Les technologies de l’information des banques sous pression

lundi, 25.02.2019

Lionel Haas*

Lionel Haas

Abandon du secret bancaire, nouvelles exigences de transparence fiscale, renforcement des ratios de liquidités, évolution des circulaires nationales, soumission à des lois supranationales: la pression que subit l’IT des banques face aux changements du marché et surtout à la vague de digitalisation est en pleine accélération.

Les banques en effet sont contraintes d’introduire des contrôles préventifs et réactifs toujours plus nombreux et complexes, avec des conséquences évidentes sur les affaires. Au bout de la chaîne, le système d’information (SI) peine à suivre la cadence et engloutit une part toujours plus importante des budgets dans des projets avec peu de valeur ajoutée. Ce qui est nouveau est que le management n’est désormais plus le premier responsable.

D’autre part l’influence de la génération numérique commence à se faire sentir également. Pour les Millennials, le salaire demeure certes important, mais il n’est plus le seul élément de satisfaction et de fidélisation. L’environnement de travail se doit d’être moderne, flexible et connecté. Dans les départements IT, le changement générationnel accentue la carence latente de compétences dans des technologies anciennes autour desquelles sont encore architecturés nombre de systèmes centraux.
La crise financière de 2008 a vu l’expansion d’acteurs parabancaires comme les fintech qui fournissent des services financiers innovants venant compléter ceux des banques-lorsqu’ils ne s’y substituent pas totalement. Les technologies disruptives sur lesquels ils sont basés, à l’exemple de la blockchain, modifient la nature des interactions entre les acteurs de l’écosystème et entraînent des changements fondamentaux dans la structure ainsi que dans le montant des revenus.

Au final, c’est le modèle d’affaires dans son ensemble qui ne s’avère plus adapté. Les banques sont contraintes de développer de nouveaux services et, partant, de nouvelles formes de monétisation.

Les nouvelles technologies, elles aussi, mettent à mal les schémas traditionnels d’une sécurité dite périmétrique censée protéger le système d’information des attaques extérieures par la création d’enceintes physique et logique solidement contrôlées. Plus flexible et plus adaptative, de fait plus intelligente, la sécurité doit désormais se concentrer à protéger les ressources sensibles, d’où que se trouve le client qui y accède et par quelque moyen qu’il utilise.

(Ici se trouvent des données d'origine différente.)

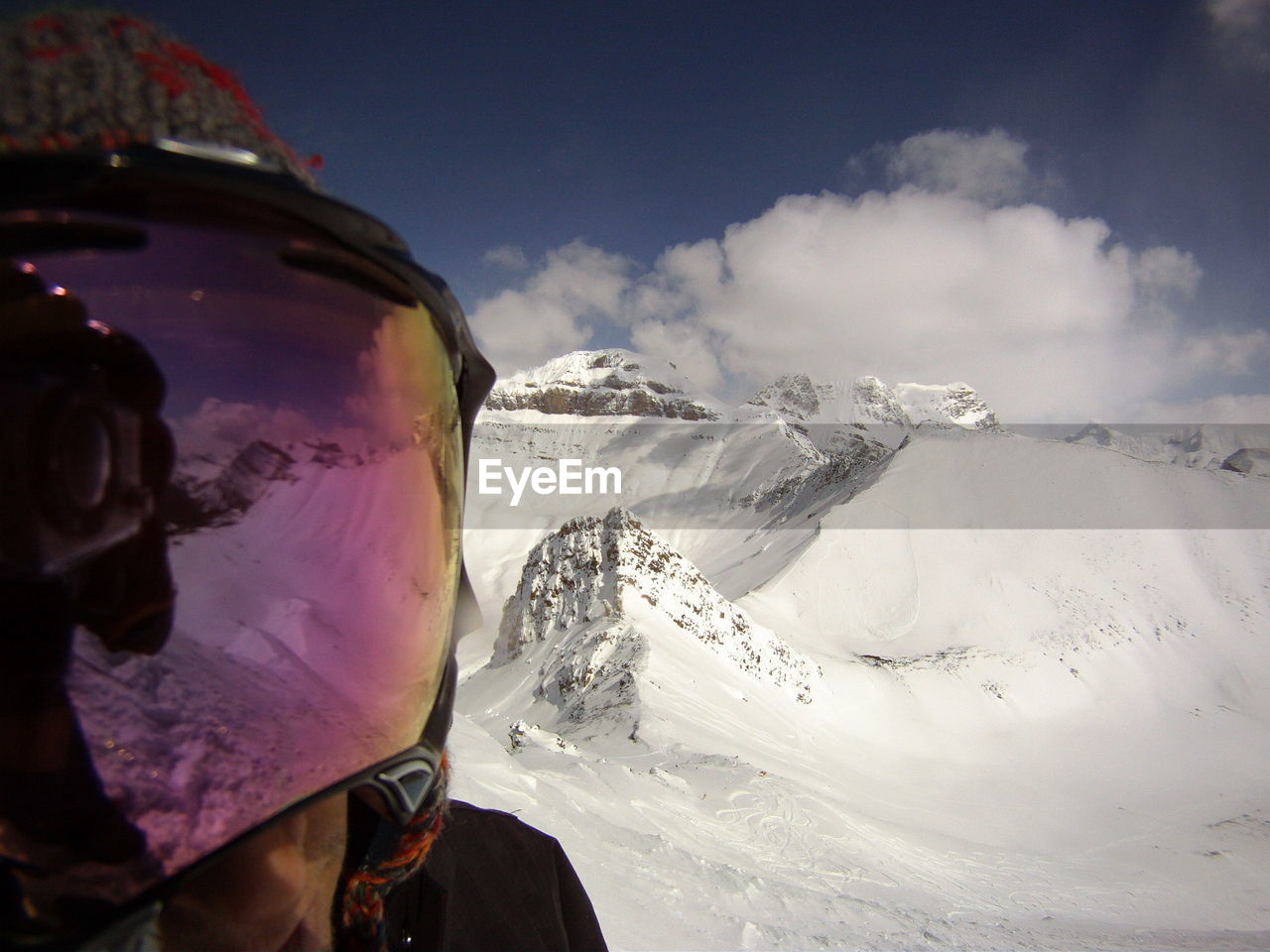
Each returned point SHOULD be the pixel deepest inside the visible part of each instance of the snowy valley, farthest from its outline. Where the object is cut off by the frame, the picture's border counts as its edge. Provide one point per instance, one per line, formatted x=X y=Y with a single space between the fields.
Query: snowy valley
x=855 y=666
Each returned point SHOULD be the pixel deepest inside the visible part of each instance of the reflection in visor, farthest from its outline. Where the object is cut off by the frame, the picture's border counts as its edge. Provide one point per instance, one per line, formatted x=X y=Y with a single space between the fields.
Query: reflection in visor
x=309 y=524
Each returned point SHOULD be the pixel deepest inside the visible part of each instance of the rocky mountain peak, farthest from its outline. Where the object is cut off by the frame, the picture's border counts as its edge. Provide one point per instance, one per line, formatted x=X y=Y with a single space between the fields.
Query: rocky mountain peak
x=611 y=382
x=792 y=395
x=597 y=584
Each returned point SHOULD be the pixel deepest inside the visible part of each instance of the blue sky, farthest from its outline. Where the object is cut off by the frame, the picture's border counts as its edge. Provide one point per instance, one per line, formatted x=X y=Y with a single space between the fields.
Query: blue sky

Des changements plus nombreux, plus diversifiés et plus complexes augmentent la pression sur les équipes IT. Hormis les départements IT des grands établissements, ces équipes n’ont généralement pas la profondeur pour couvrir tout le spectre des compétences nécessaires à l’intégration des technologies sous-jacentes, ni la largeur pour assurer à la fois la production et les changements dans un contexte qui s’internationalise chaque jour davantage.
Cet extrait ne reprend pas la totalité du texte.